Sunday, May 29, 2016

Gunga Din (George Stevens, 1939)

It's imperialist and racist, and its title character is an example of the Magical Negro trope, the person of color who saves the white folks' asses. It's embarrassing to see actors like Sam Jaffe (in the title role), Eduardo Ciannelli, and Abner Biberman in brownface. So I have to swallow a lot that I object to when I admit that I still enjoy Gunga Din. We typically evade the issue of a film's content and message by emphasizing style and technique, and Gunga Din is loaded with style and technique, from the comic performances of Cary Grant, Victor McLaglen, and Douglas Fairbanks Jr. to the crisp cinematography of Joseph H. August, convincingly turning the Sierra Nevada into the Khyber Pass. The movie was originally supposed to be directed by Howard Hawks, who brought on Ben Hecht and Charles MacArthur to develop a story out of Rudyard Kipling's poem, which they did by plagiarizing their own play The Front Page, which hinges on a man (in this case two men) trying to prevent his friend and co-worker from going off and getting married.
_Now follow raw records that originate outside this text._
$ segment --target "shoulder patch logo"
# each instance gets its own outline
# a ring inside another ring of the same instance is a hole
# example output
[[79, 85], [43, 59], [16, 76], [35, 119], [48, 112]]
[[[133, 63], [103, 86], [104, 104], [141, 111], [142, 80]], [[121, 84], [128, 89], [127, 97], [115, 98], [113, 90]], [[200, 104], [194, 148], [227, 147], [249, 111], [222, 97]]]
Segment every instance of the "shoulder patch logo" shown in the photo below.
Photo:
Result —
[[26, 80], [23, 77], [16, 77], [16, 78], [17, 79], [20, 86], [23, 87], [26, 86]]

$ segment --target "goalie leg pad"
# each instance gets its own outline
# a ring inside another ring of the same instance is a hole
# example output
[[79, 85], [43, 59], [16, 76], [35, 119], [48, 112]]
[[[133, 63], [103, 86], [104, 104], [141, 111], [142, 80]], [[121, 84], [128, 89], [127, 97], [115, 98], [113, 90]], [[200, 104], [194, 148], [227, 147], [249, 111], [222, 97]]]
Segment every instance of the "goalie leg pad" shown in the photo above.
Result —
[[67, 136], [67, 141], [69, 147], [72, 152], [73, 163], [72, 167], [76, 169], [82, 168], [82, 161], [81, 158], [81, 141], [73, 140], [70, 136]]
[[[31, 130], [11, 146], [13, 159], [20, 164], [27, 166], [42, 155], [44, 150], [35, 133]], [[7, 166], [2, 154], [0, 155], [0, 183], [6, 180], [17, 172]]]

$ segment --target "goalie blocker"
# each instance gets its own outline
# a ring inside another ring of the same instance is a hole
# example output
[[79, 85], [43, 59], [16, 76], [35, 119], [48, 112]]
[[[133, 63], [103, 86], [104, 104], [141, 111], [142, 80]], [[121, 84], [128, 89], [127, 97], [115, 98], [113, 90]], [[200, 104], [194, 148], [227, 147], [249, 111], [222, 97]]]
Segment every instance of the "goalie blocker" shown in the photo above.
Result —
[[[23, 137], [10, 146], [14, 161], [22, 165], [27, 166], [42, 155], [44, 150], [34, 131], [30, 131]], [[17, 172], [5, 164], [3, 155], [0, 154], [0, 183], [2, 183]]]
Hawks might have made a better movie: He would almost certainly have given Joan Fontaine more to do in her role as the woman who is trying to take Fairbanks away from Grant and McLaglen. But he was fired from the film and replaced with Stevens. The real star of the movie is Grant, playing at peak clown and loving it, while still pulling off the dashing hero. It's interesting to compare Grant's performance in this movie with the one he gave for Hawks in Only Angels Have Wings, which was released the same year, in which Grant is more serious as the troubled boss of a group of pilots flying the mail across the Andes -- people who think Grant was only a movie star and not a "real" actor should make the effort.

Saturday, May 28, 2016

The Maltese Falcon (John Huston, 1941)

"By gad, sir, you are a character," says Kasper Gutman (Sydney Greenstreet), with what Greenstreet's co-star Mary Astor once described as "that evil, hiccupy laugh." He is speaking to Sam Spade (Humphrey Bogart), who is certainly a character, if decidedly not a man of character. There aren't many other films so full of characters, but so lacking any with what one might call a moral center. Spade, for one, proves that you can be both misogynistic and homophobic -- as if proof of that were needed. Does he do the right thing at the end when he sends Brigid O'Shaughnessy (Astor) up the river? Perhaps, but he does it with such relish that it's hard to ascribe any probity to the act. The Maltese Falcon is one of the greatest examples of hoodwinking the censors of the Production Code, which among other things forbade depictions of homosexuality on screen. But does anyone miss the fact that Joel Cairo (Peter Lorre) is meant to be gay -- from his fussy little perm to his teasing fondling of the handle of his umbrella to the scent of gardenia that Spade finds so amusing? And probably only the ignorance of Yiddish on the part of the Catholics in the Breen office allows Wilmer (Elisha Cook Jr.) to be called a "gunsel" -- a word that originally meant a young man kept  by an older man for sex. Actually, it was Dashiell Hammett who slipped that one by the watchdogs in the original novel -- John Huston kept it, doubtless smiling the sly smile of someone who knows what he's getting away with. Even today, most people probably think like the Breen office and Hammett's editors, that it means a gunman. But Huston also got away with the clear indication that Spade had been having an affair with Iva Archer (Gladys George), the wife of his partner, Miles (Jerome Cowan). And is there anyone who doesn't realize that Spade has slept with Brigid? This was Huston's first feature as a director, and the result of all this Code-dodging, as well as his unwillingness to sentimentalize his characters, made him a formidable directorial force in the years to come, one of the few Hollywood directors who knew how to make movies for adults.